The oldest text in the world
What we’re after, really, is the oldest surviving text of any sort and it’s another set of ancient Egyptian advice which claims the prize: the Instructions of Shuruppak.
This text is about 4600 years old, and if you thought that Ptahhotep’s words of wisdom were a bit dull, you’ll nevertheless find them a whole class above these zingers from Shurruppak:
You should not locate your field in a road.
You should not buy a donkey that brays.
Or my favourite:
You should not abuse a ewe; otherwise you will give birth to a daughter.
That’s pretty much as ancient as we can get in terms of hard physical text, but I haven’t yet told you how that ancient clay tablet actually begins its list of inanities. It opens like this:
In those days, in those far remote days, in those nights, in those faraway nights, in those years, in those far remote years, at that time the wise one who knew how to speak in elaborate words lived in the Land.
How to open a book
I promised you something eerily modern, right, and there it is. What does Shurruppak's opening remind you of? Maybe something like this:
Once upon a time, there was a king and a queen … (Grimm Brothers / Sleeping Beauty)

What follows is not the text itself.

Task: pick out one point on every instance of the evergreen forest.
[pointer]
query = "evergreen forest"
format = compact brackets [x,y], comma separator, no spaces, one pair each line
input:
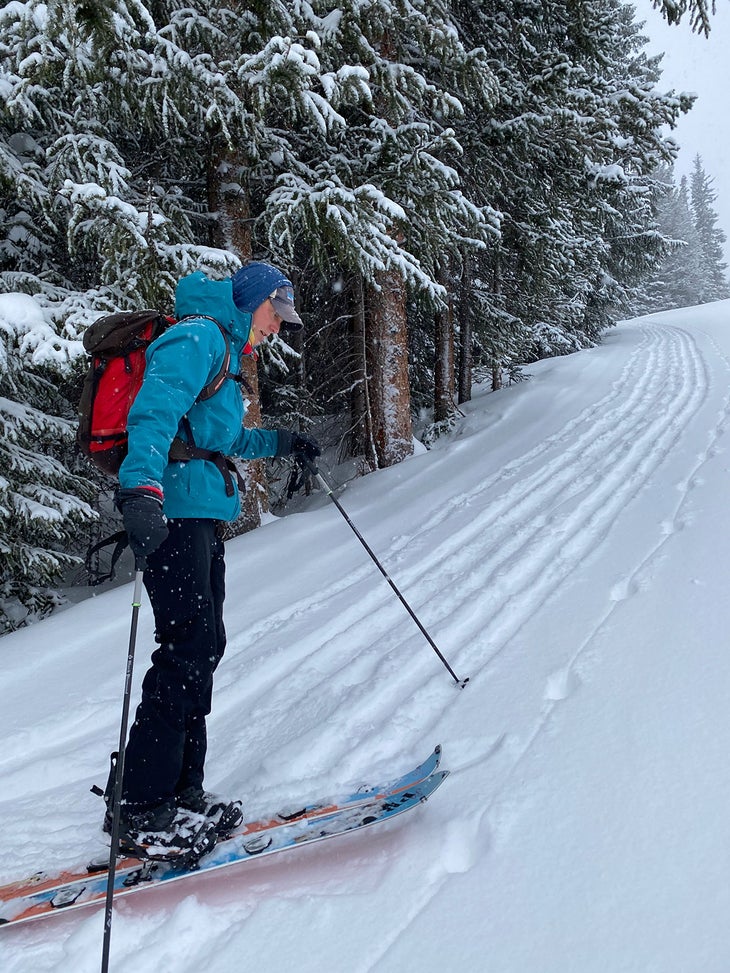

A long time ago, in a galaxy far, far away … (Star Wars, opening crawl)
Listen! We of the Spear-Danes in the days of old …(Beowulf)
In other words, the opening text of the world’s oldest text starts the exact same way as a modern sci-fi blockbuster, or a poem composed by a bunch of Anglo-Saxons. That sense of a time beyond our knowledge, a land where rules could be a little different. It’s like our portal into fiction.

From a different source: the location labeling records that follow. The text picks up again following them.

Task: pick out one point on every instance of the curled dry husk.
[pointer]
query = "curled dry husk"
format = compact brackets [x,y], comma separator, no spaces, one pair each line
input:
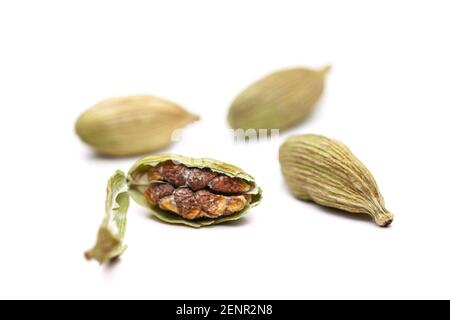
[130,125]
[109,243]
[325,171]
[279,100]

And, given that the author of, say, Beowulf certainly didn’t know about the way Shurruppak handled his intro, or the way the Grimm Brothers would handle theirs, you have to say that this isn’t about copying. It’s not a meme that went viral. What we’re looking at here is something deeply embedded in the way we tell stories. Something hardwired.
I like that as a thought. Like it enough that I’d be happy to dedicate this email to that and nothing else.

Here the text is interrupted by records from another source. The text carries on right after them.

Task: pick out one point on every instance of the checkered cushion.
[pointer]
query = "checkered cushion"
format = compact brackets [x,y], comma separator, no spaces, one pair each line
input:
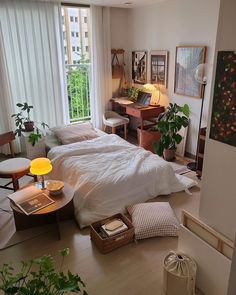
[153,219]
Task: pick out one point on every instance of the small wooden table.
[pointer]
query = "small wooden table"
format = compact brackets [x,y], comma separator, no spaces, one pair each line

Desperate attempt to make this whole post relevant to you
And in a way, that kind of opening to a story is useless to you. Novels don’t start that way. They search for the specific – something wholly exact in terms of character, time, place, situation. The deliberate murk of the ‘in those far remote days’ formula is pretty much anti-novel in style.
But, but, but …
I think novels do still use that sense of a story-telling portal. It’s not quite as formlised, as ritualised, but we still want to take the reader by the hand and help them to cross that threshold. We do it differently today, but that moment of transition is still jewelled, still magical. And that’s a first page, or first chapter essential right? A little tingle of magic. You want all your reader-Dorothys to say or think, ‘Toto, I’ve a feeling we’re not in Kansas anymore.’
Succeed in that, and you’re halfway to succeeding, period. You and Shuruppak, both.
Over to you. What do you think? How does your book start? Why do you think that 'long, long ago' type opening works so well? Why don't we use it today? Or have we cunningly adopted those tricks in disguise. Tell me what you think and let's all have a Heated Debate.